22 junho 2012

Na poeira do tempo

Google Imagens
Disse Mario Quintana: “o passado não reconhece o seu lugar: está sempre presente”. Não vou contrapor um gênio, mas pode ser que eu queira ir mais fundo. Claro que Quintana não é raso, ele é uma profundidade só. Por menos que fale; e quando parece miudinho. Então: quero demorar mais no assunto, ser chata.

E questionar: é o passado que retorna em papel presente? Ou são as pessoas que vivem dando um jeito de cutucá-lo, – não o deixando em paz – assim, como quem não quer nada? Digo isso porque em mim bate, de repente, uma vontade enorme de rever passados. Vontade besta, eu sei. O passado está lá: feito nas coisas que fiz e desfeito nas coisas que deixei passar. Não mudará nunca mais. Repito: sei disso. E futuco.

Mas se futuco é sabendo que ele não poderá me dar além de um dedo na ferida que não sarou ou de um sorriso vão por quem não sou mais. Apesar disso, o passado – com seus príncipes encantados e bruxas endemoniadas – mexe comigo. Revisito-o, de quando em quando, numa fotografia, numa página velha, num pensamento guardado comigo como um segredo.

Aonde vou com tudo isso? É fácil perceber: a lugar algum. Passados não dão passos à frente, não deixam as vidas criarem expectativas novas.

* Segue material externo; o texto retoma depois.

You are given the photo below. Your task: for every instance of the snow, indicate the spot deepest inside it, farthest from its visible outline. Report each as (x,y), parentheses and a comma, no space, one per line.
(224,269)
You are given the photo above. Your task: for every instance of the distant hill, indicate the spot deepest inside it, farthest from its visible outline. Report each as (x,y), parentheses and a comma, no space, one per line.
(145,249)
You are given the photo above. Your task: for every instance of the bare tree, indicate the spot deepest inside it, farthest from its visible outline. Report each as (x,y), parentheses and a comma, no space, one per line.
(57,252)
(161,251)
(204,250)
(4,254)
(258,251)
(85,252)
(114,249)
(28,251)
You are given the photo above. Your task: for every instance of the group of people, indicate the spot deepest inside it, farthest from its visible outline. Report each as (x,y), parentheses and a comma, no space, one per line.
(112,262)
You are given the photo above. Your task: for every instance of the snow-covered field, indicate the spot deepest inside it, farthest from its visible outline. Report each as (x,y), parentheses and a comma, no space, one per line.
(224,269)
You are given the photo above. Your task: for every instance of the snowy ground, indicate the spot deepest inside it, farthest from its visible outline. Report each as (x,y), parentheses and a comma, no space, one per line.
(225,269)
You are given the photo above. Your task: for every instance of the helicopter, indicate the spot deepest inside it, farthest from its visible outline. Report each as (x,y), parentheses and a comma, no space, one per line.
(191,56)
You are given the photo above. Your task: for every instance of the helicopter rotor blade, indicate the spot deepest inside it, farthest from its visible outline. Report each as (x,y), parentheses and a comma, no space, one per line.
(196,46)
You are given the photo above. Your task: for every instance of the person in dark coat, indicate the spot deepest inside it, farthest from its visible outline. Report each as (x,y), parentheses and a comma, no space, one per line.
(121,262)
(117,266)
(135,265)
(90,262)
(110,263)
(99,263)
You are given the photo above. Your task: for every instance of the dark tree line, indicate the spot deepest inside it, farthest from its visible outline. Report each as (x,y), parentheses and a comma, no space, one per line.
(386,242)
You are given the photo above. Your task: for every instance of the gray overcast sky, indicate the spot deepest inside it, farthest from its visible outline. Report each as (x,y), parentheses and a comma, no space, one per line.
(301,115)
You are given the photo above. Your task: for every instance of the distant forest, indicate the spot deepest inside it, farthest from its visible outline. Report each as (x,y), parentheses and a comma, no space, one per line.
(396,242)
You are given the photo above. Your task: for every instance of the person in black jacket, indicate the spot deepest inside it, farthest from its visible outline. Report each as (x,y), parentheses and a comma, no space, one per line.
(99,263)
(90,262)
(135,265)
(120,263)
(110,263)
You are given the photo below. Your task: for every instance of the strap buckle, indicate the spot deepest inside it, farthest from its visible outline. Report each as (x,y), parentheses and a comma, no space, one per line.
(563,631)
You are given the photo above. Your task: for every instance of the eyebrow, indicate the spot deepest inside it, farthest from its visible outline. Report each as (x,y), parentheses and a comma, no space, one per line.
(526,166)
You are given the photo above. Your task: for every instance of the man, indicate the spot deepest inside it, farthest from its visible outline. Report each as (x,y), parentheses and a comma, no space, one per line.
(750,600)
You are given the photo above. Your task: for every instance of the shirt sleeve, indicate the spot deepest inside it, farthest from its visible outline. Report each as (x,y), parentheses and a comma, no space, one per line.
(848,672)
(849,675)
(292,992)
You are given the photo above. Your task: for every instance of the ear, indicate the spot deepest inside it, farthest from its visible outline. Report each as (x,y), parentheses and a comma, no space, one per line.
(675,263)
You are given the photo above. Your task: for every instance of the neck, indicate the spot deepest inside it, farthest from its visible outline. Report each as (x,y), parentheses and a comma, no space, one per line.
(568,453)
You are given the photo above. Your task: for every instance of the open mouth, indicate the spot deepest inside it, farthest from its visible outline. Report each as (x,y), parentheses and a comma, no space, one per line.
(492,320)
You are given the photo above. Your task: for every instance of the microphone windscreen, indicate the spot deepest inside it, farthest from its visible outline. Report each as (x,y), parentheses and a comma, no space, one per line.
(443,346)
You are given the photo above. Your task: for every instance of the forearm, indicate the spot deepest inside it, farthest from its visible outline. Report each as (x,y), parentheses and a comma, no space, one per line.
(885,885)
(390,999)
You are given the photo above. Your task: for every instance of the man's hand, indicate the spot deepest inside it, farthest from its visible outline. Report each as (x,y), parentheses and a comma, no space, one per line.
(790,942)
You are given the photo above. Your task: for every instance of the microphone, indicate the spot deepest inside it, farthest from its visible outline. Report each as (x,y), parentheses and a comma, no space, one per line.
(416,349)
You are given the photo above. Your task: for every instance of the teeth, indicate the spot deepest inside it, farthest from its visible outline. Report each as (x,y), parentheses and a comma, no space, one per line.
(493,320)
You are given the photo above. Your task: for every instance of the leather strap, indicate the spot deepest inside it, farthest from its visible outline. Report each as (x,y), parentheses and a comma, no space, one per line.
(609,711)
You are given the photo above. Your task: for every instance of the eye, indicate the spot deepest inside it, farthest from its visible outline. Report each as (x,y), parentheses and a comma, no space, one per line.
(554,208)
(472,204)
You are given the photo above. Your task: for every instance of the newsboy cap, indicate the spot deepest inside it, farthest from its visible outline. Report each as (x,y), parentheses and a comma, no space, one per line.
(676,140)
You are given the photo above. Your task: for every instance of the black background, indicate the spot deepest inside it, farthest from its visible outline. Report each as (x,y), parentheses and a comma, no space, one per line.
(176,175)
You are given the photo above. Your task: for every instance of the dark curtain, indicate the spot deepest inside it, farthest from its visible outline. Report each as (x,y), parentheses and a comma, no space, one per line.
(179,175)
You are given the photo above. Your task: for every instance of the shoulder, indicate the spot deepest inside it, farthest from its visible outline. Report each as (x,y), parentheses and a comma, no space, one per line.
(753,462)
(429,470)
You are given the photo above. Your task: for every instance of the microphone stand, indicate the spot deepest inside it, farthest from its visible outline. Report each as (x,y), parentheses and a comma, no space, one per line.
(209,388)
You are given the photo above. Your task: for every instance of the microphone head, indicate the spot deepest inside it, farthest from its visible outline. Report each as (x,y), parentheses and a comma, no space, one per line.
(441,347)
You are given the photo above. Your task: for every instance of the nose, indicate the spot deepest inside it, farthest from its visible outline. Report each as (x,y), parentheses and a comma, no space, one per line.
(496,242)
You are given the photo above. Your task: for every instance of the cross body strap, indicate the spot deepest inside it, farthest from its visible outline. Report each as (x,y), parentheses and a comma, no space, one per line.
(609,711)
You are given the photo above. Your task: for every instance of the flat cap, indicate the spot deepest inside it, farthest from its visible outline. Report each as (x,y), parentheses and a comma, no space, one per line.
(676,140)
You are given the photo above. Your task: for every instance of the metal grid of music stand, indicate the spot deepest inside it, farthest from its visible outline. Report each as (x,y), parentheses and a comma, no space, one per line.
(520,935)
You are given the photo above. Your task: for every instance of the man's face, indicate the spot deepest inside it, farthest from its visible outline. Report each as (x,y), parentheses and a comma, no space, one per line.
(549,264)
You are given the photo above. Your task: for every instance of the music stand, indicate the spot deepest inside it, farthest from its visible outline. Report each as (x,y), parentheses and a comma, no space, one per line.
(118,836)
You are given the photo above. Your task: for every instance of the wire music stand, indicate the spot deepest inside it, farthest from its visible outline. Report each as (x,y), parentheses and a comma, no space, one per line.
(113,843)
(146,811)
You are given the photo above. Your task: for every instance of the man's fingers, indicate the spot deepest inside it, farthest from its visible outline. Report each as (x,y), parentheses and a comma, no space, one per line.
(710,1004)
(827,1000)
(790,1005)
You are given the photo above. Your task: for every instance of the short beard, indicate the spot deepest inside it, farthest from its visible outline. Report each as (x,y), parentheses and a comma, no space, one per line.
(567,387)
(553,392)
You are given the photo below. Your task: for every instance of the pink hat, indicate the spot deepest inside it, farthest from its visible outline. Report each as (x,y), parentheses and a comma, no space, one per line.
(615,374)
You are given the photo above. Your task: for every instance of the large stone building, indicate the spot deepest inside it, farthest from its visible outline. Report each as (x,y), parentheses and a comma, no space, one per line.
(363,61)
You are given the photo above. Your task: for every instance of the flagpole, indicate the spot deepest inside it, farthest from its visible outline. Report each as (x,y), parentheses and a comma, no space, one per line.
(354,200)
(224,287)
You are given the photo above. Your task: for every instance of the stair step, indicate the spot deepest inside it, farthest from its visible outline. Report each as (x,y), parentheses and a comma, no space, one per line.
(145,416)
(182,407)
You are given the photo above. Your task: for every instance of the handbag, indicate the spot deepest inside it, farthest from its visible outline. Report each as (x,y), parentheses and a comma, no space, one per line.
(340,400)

São como uma plantinha bonita e quase inofensiva que ninguém deveria mais aguar.

2 comentários:

jeremias pereira disse...

Ontem estava vendo um filme anoite, "O filme dos espíritos", e como sempre saio destroçado desses filmes, pois sempre me faz lembras das perdas passadas.Quando os sentimentos saem a flor da pele as frases também saem, a final no filme essa veio em minha cabeça pensante e inquieta:
"Não deixe o passado segar sua visão de presente e futuro." .

Anônimo disse...

O curioso, Isolda, é que os saudosistas costumam falar do passado atribuindo a ele mais cores, mais intensidades do que talvez tenha sido realmente...
Entre as inúmeras razões para se criar estas narrativas, talvez esteja o fato que estamos sempre agregando mais responsabilidades às nossas vidas, do que tínhamos ontem. É certo que sempre temos algum grau de responsabilidade desde a infância, com a escola, mas, quando adultos, somammos: estudo, trabalho, competitividade, contas a pagar etc. Ainda assim, penso que o importante é manter atualizada uma perspectiva lúdica em relação a vida presente. Do contrário não seremos apenas saudosistas (quando bem dosado é até bom! Quem não gosta de lembrar coisas boas e engraçadas de sua trajetória pessoal?) mas também infelizes.